Some of this is real. AI can certainly generate git-svn commands. It can write hook scripts. It can translate Subversion path-based permissions into Git's closest equivalent, which involves splitting repositories. It can explain to the confused senior developer what git rebase does, in terms they understand, at two in the morning when the migration has gone sideways and nobody else is awake.

But the deeper question is whether AI changes the calculus of migration itself. If an AI assistant can insulate your team from Git's complexity, translating their intentions into commands, resolving their merge conflicts, managing their branches, do they need to understand Git at all? And if they do not understand it, are they really using Git, or are they using a wrapper that happens to store data in Git format?

This circles back to the question we raised two episodes ago. AI as translator between a complex tool and the people trying to use it. For migration, the question is sharper. The whole point of migrating to Git was supposed to be gaining access to Git's power: cheap branching, distributed collaboration, powerful merging. If the team never learns those things because an AI handles them, the migration was a costume change. New tool, same workflow. The cost was real and the benefit was a checkbox on a compliance form.
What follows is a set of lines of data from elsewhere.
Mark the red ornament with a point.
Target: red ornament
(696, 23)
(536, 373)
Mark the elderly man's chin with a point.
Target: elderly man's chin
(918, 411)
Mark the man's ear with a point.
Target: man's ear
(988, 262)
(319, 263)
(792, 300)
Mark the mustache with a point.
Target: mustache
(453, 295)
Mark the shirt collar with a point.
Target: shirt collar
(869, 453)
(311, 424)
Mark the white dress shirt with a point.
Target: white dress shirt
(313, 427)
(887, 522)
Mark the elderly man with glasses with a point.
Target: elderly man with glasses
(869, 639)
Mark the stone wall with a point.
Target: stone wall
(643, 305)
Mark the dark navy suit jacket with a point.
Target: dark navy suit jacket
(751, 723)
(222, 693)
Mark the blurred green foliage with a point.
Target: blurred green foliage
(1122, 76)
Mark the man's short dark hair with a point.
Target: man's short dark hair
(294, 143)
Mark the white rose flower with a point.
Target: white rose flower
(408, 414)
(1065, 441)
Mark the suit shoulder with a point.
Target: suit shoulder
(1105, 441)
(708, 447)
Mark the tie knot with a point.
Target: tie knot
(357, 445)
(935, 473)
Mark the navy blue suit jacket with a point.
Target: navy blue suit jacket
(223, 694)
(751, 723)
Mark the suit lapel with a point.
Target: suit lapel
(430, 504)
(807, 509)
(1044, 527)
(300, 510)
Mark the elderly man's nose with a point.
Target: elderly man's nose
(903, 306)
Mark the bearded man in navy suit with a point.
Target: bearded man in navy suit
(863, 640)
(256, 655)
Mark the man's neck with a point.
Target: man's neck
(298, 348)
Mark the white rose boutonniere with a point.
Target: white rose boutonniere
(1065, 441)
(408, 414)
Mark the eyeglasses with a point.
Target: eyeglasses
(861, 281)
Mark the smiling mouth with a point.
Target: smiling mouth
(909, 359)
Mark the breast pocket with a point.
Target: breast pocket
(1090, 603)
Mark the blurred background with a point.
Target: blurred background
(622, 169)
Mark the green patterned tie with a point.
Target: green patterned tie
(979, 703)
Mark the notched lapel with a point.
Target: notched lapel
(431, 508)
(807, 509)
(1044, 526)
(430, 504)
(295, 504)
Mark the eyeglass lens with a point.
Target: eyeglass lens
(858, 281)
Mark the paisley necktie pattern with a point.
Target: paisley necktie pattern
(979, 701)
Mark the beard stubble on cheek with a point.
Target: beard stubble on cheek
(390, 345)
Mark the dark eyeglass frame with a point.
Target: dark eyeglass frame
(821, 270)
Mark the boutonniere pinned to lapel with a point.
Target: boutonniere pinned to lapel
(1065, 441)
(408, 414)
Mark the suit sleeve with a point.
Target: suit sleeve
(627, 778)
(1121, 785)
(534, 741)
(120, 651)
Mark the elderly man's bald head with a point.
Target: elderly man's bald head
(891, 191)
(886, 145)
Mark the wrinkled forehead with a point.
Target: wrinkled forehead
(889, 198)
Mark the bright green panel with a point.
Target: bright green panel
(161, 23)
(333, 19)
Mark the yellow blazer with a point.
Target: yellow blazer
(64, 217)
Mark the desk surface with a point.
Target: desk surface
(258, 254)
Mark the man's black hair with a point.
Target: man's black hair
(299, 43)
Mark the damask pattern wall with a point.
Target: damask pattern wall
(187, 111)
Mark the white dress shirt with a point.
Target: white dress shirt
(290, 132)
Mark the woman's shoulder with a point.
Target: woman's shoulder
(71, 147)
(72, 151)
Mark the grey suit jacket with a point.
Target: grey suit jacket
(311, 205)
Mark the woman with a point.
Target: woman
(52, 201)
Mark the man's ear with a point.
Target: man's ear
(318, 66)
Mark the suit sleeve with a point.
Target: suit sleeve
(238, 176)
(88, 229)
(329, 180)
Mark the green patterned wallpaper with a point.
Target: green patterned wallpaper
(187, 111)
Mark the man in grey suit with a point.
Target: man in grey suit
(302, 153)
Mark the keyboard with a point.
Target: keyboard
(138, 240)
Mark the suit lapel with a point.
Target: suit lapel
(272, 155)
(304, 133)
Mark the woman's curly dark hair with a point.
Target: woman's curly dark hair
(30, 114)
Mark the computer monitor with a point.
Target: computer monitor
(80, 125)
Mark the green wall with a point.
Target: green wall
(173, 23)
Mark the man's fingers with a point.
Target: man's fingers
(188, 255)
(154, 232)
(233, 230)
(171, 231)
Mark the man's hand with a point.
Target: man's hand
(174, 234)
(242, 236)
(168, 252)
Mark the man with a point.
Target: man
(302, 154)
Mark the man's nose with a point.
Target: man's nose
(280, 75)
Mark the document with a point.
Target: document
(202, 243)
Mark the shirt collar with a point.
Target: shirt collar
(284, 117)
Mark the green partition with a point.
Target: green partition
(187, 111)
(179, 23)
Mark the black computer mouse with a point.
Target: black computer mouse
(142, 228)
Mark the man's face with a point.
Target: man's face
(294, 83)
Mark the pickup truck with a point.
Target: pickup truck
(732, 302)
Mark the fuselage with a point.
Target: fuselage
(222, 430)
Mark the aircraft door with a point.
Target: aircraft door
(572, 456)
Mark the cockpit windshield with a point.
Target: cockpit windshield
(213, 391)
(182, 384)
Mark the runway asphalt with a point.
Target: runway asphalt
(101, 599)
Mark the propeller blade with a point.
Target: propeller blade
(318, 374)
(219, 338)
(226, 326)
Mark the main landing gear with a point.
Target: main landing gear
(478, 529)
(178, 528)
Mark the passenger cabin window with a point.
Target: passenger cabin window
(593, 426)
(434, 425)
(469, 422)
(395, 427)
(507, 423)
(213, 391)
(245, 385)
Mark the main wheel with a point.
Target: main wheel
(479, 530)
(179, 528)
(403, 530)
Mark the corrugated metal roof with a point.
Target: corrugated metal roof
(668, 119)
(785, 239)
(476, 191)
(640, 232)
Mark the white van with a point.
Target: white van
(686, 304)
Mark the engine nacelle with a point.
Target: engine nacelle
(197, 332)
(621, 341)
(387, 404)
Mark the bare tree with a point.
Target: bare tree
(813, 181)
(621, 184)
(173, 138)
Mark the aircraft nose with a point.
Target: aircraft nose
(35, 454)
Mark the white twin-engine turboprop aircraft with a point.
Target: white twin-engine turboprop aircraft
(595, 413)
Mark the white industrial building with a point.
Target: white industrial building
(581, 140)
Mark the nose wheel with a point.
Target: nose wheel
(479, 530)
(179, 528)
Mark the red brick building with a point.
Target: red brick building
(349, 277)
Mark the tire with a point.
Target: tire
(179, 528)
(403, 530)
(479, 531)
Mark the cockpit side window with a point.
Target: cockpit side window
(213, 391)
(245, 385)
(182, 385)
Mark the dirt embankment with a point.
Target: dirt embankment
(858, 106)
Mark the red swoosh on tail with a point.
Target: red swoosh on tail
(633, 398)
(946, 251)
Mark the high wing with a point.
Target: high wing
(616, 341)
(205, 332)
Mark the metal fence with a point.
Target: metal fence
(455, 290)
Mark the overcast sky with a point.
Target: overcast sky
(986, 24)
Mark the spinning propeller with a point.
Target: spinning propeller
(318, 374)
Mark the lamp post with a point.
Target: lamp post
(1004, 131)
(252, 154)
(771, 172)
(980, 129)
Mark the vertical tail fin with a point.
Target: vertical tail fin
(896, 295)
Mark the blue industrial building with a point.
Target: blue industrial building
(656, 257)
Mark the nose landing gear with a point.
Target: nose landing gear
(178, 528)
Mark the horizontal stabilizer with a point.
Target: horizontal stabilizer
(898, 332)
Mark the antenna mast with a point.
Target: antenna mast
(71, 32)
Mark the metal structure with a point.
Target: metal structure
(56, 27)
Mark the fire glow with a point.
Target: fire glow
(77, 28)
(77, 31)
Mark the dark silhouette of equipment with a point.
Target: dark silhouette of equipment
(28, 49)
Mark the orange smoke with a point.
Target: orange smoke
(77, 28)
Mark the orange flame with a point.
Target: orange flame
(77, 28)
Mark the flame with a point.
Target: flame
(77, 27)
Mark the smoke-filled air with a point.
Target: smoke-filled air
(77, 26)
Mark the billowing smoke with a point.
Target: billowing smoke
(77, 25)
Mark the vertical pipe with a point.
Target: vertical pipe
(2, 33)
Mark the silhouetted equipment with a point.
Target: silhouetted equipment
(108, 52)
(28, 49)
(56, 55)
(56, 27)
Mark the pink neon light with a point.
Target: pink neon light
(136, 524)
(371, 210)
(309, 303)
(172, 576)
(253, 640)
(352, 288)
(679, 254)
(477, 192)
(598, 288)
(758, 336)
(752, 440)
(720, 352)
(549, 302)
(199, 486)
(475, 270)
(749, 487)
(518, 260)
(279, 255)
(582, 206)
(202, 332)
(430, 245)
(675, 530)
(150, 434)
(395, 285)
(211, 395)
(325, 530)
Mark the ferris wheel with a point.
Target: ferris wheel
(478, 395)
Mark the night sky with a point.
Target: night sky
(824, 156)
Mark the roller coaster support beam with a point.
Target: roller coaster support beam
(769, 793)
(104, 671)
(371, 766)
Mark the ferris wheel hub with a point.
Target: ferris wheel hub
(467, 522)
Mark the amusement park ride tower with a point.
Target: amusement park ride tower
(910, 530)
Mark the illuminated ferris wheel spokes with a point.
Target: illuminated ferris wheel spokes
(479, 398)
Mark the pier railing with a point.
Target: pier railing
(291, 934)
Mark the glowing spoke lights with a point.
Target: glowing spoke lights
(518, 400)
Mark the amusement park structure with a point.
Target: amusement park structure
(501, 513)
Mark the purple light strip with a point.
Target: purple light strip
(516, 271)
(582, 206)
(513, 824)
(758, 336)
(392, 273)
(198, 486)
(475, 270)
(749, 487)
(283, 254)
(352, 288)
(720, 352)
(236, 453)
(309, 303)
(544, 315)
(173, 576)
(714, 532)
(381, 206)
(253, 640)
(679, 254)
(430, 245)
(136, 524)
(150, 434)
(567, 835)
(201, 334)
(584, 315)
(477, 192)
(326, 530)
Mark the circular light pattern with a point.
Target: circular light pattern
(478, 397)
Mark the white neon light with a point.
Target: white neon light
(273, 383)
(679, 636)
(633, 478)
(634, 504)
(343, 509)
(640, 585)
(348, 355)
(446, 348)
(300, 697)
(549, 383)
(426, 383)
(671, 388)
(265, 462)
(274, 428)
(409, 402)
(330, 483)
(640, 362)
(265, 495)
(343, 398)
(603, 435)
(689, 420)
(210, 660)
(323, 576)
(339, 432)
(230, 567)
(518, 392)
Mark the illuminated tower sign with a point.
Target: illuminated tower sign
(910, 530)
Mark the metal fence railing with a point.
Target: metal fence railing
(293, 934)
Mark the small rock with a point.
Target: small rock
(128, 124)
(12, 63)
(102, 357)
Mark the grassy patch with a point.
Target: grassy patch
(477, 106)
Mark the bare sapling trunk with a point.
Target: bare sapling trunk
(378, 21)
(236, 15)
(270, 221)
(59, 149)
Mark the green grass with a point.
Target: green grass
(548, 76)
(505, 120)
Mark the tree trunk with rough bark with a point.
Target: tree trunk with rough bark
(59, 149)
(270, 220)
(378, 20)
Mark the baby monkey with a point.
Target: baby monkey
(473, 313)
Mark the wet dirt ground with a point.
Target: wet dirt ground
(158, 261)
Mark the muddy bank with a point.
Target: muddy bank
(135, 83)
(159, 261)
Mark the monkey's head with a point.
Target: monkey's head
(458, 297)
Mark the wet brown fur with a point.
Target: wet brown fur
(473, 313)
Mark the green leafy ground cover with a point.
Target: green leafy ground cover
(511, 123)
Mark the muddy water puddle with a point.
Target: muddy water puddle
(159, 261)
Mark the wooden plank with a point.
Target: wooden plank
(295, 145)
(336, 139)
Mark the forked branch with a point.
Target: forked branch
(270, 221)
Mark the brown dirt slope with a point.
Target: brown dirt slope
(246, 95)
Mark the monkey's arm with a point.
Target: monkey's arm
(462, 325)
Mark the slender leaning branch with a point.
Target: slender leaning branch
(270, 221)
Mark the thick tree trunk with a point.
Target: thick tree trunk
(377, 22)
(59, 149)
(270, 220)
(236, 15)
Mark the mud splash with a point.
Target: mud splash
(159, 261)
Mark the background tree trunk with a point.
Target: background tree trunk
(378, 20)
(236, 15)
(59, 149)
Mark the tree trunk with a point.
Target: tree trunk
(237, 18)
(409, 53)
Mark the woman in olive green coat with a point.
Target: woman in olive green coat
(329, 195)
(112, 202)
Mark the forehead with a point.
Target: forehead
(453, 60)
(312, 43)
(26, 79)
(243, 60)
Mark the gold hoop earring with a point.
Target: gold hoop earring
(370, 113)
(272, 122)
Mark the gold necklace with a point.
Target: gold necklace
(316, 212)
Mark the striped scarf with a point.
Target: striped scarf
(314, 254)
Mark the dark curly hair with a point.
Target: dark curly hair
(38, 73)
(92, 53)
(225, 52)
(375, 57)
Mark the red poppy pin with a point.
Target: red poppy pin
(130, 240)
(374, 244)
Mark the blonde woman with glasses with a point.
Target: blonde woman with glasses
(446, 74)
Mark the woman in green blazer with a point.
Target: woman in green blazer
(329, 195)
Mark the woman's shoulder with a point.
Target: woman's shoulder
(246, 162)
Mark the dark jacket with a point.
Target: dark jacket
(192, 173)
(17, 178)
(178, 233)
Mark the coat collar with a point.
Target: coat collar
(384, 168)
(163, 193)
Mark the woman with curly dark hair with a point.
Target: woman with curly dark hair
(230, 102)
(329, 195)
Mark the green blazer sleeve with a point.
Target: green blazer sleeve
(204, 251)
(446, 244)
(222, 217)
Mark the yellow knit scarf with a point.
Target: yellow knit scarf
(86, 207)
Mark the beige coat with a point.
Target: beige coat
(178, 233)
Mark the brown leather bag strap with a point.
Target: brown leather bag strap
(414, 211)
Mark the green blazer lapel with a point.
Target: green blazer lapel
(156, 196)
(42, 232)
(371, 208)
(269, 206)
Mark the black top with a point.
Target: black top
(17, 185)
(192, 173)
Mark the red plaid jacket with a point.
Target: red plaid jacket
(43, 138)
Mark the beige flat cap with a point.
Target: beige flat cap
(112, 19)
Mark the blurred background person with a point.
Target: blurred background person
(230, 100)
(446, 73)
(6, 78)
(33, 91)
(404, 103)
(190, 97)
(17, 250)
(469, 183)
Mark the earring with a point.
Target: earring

The Ones Who Had No Choice

There is one more migration story worth telling, and it is the quietest one. In April two thousand nineteen, the Apache Software Foundation completed its migration to GitHub. Apache had been one of the last major open source organizations still running its own Subversion infrastructure. Hundreds of projects, decades of history, thousands of contributors. The migration was not driven by Git's technical superiority. It was driven by the fact that contributors expected Git and GitHub. Pull requests had become the universal language of open source contribution. A project hosted on Subversion was a project that was harder to contribute to, harder to discover, harder to integrate with the tools everyone else was using.

This is the force that drives most migrations. Not technical superiority. Social gravity. Git is where the developers are. GitHub is where the pull requests are. A team that stays on Subversion is not wrong, but they are increasingly alone. Their job postings say "experience with Git" because candidates expect it. Their new hires arrive already knowing Git, or at least knowing the three-command incantation. The cost of not migrating is measured in recruitment friction, in contributor attrition, in the slow drift toward irrelevance.

Season one of this show told the story of how Git was built. How Linus wrote it in two weeks. How Junio maintained it with quiet diligence. How GitHub turned it into the social network for code. And that story made it sound like adoption was about technical merit, about the right tool winning because it was the right tool.

Season two is telling a different story. Adoption is also about gravity. About network effects. About the cost of being different in an industry that standardized whether you were ready or not. The great migration is not a single event. It is an ongoing process, happening right now, in thousands of organizations. Some of them are doing it well. Some of them are doing it badly. Some of them are building virtual filesystems because the tool that won was not designed for their scale. And some of them are staring at a Subversion server, knowing they need to switch, not because Git is better for what they do, but because Git is what everyone else uses.

That is the tax. And everyone pays it, one way or another. That was episode twenty-five.

Git svn clone is the bridge between two worlds. Point it at a Subversion repository and it will rebuild the entire history as Git commits, one revision at a time. The branches come along, the tags come along, and when it finishes you have a Git repository that remembers where it came from. You can keep working in Git and push your changes back to the Subversion server with git svn dcommit, which is how teams migrate incrementally, one developer at a time. What it will not tell you is that the initial clone can take days for a large repository. That merge history rarely survives the translation. That file renames tracked explicitly in Subversion become heuristic guesses in Git. The bridge works. It is also the place where you first notice that these two systems do not think the same way.